Exploiting GAN Internal Capacity for High-Quality Reconstruction of Natural Images
This work addresses image reconstruction and manipulation for computer vision applications, offering an incremental improvement over existing inversion methods.
The paper tackles the problem of reconstructing natural images with high visual fidelity by exploiting intermediate layers in GAN generators, rather than just the latent space, and shows this leads to increased capacity for representing and manipulating images.

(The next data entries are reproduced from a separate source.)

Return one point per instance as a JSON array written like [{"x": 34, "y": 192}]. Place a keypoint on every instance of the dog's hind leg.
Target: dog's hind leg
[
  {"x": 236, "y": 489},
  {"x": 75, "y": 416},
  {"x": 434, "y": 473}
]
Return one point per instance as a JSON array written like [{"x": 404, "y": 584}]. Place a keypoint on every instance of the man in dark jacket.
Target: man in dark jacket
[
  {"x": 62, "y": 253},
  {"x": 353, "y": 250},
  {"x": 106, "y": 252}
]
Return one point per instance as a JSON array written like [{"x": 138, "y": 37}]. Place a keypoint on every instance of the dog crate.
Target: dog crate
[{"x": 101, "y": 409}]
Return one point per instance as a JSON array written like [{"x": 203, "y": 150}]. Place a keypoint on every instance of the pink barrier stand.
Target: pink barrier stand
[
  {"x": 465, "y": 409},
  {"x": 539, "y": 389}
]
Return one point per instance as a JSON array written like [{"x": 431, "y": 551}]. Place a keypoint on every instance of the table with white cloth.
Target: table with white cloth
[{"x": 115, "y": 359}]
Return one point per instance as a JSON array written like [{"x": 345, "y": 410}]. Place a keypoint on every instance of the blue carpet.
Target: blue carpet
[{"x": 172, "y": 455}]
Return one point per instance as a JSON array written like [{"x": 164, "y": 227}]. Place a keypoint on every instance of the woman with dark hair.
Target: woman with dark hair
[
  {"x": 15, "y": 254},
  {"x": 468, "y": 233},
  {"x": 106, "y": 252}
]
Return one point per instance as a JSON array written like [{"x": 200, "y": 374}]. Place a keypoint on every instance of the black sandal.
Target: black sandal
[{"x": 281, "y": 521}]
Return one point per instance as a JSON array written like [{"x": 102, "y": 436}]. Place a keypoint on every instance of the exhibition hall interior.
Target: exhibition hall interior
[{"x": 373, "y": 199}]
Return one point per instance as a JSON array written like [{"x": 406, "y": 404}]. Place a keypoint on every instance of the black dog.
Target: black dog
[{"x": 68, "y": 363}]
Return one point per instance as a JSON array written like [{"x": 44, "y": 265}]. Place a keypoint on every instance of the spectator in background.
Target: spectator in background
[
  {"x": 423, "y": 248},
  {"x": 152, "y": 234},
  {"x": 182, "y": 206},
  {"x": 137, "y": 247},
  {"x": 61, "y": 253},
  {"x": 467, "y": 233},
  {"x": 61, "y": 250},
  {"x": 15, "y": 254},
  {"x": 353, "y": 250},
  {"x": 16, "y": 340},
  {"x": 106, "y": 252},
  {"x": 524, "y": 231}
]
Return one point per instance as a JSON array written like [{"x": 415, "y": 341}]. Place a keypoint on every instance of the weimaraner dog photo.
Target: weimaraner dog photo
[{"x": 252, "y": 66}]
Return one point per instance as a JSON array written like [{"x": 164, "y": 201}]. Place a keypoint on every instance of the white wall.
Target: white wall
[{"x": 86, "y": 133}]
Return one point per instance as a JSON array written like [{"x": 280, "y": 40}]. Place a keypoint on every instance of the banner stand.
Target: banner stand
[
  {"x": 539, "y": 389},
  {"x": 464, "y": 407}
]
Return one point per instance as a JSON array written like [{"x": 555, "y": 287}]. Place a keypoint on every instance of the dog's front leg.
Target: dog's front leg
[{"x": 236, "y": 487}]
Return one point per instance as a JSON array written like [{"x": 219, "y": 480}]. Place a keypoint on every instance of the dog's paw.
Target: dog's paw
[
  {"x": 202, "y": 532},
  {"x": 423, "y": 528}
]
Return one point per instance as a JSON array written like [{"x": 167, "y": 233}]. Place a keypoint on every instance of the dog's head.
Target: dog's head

Generative Adversarial Networks (GAN) have demonstrated impressive results in modeling the distribution of natural images, learning latent representations that capture semantic variations in an unsupervised basis. Beyond the generation of novel samples, it is of special interest to exploit the ability of the GAN generator to model the natural image manifold and hence generate credible changes when manipulating images. However, this line of work is conditioned by the quality of the reconstruction. Until now, only inversion to the latent space has been considered, we propose to exploit the representation in intermediate layers of the generator, and we show that this leads to increased capacity. In particular, we observe that the representation after the first dense layer, present in all state-of-the-art GAN models, is expressive enough to represent natural images with high visual fidelity. It is possible to interpolate around these images obtaining a sequence of new plausible synthetic images that cannot be generated from the latent space. Finally, as an example of potential applications that arise from this inversion mechanism, we show preliminary results in exploiting the learned representation in the attention map of the generator to obtain an unsupervised segmentation of natural images.